The alignments of compound SHAPEs (i.e. those arising from the constructors compound and nof) are derived from the constructions which produced the SHAPE. To take the easy one first, the constructor nof has signature:
n: NAT s: SHAPE → SHAPE
This SHAPE describes an array of n values all of SHAPE s; note that n is a natural number and hence is a constant known to the producer. Throughout the definition this is referred to as the SHAPE NOF(n, s). The ALIGNMENT of such a value is alignment(s); i.e. the alignment of an array is just the alignment of its elements.
The other compound SHAPEs are produced using compound:
sz: EXP OFFSET(x, y) → SHAPE
The sz parameter gives the minimum size which can accommodate the SHAPE.
The constructors offset_add , offset_zero and shape_offset are used together with offset_pad to implement (inter alia) selection from structures represented by COMPOUND SHAPEs. Starting from the zero OFFSET given by offset_zero, one can construct an EXP which is the offset of a field by padding and adding offsets until the required field is reached. The value of the field required could then be extracted using component or add_to_ptr. Most producers would define a TOKEN for the EXP OFFSET of each field of a structure or union used in the program simply to reduce the size of the TDF
The SHAPE of a C structure consisting of an char followed by an int would require x to be the set consisting of two INTEGER VARIETYs, one for int and one for char, and sz would probably have been constructed like:
sz = offset_add(offset_pad(int_al, shape_offset(char)), shape_offset(int))

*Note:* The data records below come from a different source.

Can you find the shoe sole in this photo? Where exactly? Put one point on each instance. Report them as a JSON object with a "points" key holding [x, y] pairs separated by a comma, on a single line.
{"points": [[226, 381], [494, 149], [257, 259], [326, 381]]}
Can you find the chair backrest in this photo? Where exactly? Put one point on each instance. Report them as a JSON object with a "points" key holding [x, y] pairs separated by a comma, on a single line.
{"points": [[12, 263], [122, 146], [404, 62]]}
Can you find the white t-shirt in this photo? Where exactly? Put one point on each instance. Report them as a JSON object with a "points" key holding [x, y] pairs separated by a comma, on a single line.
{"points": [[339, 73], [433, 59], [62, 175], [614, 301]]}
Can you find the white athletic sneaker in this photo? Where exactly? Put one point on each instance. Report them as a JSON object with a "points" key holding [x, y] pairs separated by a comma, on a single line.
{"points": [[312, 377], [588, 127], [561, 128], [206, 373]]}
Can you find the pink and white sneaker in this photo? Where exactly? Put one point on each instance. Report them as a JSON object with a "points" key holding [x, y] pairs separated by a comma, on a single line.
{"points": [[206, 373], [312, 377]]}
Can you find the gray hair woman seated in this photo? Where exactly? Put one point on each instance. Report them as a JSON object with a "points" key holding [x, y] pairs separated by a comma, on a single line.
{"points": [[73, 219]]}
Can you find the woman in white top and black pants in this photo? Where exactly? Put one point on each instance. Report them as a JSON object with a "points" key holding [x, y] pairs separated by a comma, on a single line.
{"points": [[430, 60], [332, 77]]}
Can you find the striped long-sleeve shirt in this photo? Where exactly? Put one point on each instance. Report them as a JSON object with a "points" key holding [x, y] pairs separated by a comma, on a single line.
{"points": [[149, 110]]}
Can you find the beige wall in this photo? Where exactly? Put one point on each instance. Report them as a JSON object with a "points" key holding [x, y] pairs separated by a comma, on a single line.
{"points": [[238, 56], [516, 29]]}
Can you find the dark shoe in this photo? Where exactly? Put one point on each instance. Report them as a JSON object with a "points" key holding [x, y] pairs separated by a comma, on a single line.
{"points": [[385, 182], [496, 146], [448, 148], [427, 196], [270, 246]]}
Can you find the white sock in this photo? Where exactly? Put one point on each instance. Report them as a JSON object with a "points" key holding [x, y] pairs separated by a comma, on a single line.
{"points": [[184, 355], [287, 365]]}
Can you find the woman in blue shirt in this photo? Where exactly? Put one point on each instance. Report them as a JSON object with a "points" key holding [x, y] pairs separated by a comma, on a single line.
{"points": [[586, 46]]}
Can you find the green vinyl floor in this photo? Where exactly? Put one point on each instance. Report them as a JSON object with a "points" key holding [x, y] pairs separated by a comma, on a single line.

The various rules for the ALIGNMENT qualifiers of the OFFSETs give the required SHAPE; these rules also ensure that offset arithmetic can be implemented simply using integer arithmetic for standard architectures (see Section 12.1, “Model for a 32-bit standard architecture”). Note that the OFFSET computed here is the minimum size for the SHAPE. This would not in general be the same as the difference between successive elements of an array of these structures which would have SHAPE OFFSET(x, x) as produced by offset_pad(x, sz). For examples of the use of OFFSETs to access and create structures, see Chapter 11, TDF expansions of offsets .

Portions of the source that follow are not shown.